I hesitated on bringing the bad news to my mom, as she would be devastated and not be able to enjoy the rest of her well deserved and short vacation in Germany. I also wondered for a moment if we should still celebrate Christmas and New Year's Eve, but her death actually tells us to cherish all the good moments that we still get to have with our close ones and get together to share stories, so that they live on in our hearts.

From my grandpa, I learned to persevere, be strong, and never give up. When he broke a leg and he needed to walk with crutches, he still managed to walk up the stairs of a 8 story high building, all by himself, just to see the new apartment of his youngest son. It is something for him to be proud of and he didn't want to miss out on it. There was no elevator and even I, a young girl, was out of breath, when I got up there. He was already an elderly and barely going outside, due to his broken leg. It was cool how he didn't pursue to go up at once, but let go of his pride and male ego and stop for a short break every 2-3 floors. I even brought out a chair and a bottle of water, so that he could rest well.

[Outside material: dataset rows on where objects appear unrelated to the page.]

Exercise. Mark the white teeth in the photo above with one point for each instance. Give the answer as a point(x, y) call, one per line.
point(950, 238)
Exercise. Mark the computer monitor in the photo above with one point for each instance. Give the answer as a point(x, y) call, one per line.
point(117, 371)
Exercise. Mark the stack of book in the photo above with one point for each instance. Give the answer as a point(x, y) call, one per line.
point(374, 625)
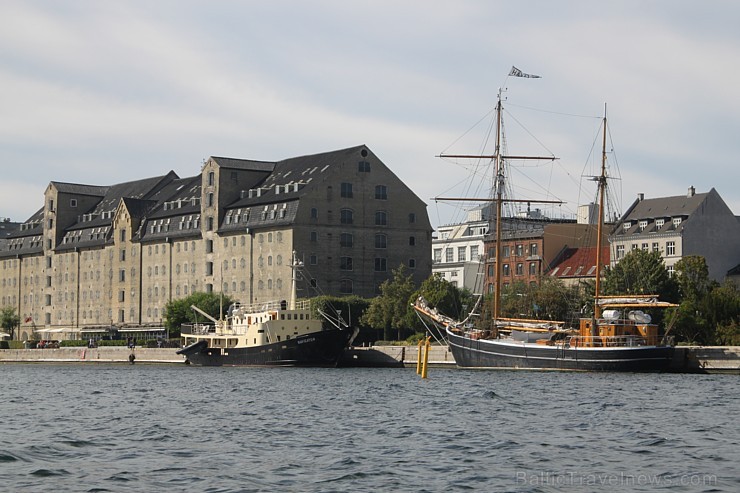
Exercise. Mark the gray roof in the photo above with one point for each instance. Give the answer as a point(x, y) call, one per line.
point(664, 207)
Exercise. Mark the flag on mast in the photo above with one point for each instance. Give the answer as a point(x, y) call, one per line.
point(518, 73)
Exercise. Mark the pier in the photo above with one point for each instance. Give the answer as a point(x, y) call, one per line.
point(686, 359)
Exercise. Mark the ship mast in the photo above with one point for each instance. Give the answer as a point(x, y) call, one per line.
point(498, 188)
point(600, 225)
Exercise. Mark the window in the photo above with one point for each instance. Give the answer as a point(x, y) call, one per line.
point(381, 218)
point(461, 254)
point(437, 255)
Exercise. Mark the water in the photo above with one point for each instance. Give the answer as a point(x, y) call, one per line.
point(92, 428)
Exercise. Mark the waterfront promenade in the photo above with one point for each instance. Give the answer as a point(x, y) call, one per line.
point(687, 359)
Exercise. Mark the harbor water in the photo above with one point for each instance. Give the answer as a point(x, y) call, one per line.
point(94, 428)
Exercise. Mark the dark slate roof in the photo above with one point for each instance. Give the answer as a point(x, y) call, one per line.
point(32, 227)
point(579, 262)
point(79, 189)
point(660, 208)
point(244, 164)
point(179, 197)
point(665, 207)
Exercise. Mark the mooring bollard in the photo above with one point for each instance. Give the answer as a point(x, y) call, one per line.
point(418, 357)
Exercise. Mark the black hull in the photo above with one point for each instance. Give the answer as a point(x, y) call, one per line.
point(497, 353)
point(320, 349)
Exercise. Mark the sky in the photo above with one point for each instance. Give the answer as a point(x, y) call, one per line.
point(101, 93)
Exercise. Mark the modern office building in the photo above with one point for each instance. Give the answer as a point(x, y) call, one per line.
point(96, 257)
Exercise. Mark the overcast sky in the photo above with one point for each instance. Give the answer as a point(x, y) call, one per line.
point(106, 92)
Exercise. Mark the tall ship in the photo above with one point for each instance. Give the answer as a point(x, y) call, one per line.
point(618, 336)
point(276, 333)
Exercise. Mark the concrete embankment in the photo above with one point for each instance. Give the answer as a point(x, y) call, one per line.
point(687, 359)
point(113, 354)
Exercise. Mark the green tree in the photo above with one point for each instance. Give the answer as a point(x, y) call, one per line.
point(692, 275)
point(350, 309)
point(9, 320)
point(391, 309)
point(721, 311)
point(445, 297)
point(640, 272)
point(178, 312)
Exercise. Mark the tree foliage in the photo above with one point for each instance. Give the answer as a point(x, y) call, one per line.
point(692, 275)
point(178, 312)
point(640, 272)
point(350, 309)
point(390, 310)
point(9, 320)
point(550, 300)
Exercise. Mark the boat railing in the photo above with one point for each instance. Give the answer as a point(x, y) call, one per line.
point(197, 329)
point(608, 341)
point(272, 306)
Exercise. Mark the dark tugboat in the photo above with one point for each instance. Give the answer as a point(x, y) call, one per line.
point(619, 336)
point(279, 333)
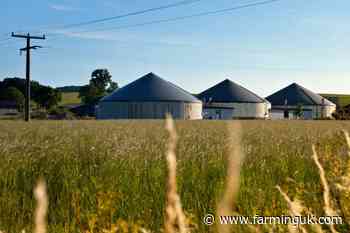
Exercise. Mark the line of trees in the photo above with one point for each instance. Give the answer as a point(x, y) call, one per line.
point(100, 85)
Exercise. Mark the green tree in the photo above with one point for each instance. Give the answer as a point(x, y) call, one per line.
point(100, 85)
point(13, 94)
point(47, 97)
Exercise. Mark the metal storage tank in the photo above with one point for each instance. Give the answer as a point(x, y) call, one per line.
point(295, 100)
point(149, 97)
point(228, 100)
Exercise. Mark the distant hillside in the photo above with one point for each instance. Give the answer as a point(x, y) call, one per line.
point(69, 88)
point(338, 99)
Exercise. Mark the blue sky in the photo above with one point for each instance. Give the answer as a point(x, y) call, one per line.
point(263, 48)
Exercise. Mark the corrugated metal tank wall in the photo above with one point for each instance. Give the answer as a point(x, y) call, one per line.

From my grandma, I learned that you can conquer your greatest fear. She was very affraid of stepping on the escalator, as they looked like sharp, metal teeth to her. It was hard to imagine for me, but I suppose, they do look like big monsters that could swallow you alive, if you grew up in a village and the first time, you see those, is when you are already a grandma. But when I told her that I would carry her on my back (don't try this at home, I was naive and a stupid kid back then) on the escalator, she was willing to try. With small baby steps at a time, she was eventually able to put her feet on the escalator herself. I was happy to see her achieve this, as this opened up another world for her. Not just the local department store was now easily reachable and explorable for her, but also other farther places, like metro stations and airports. I heard she even visited the Tian Tan Big Buddha in Hong Kong. A big achievement for a granny from Guan Lan, China.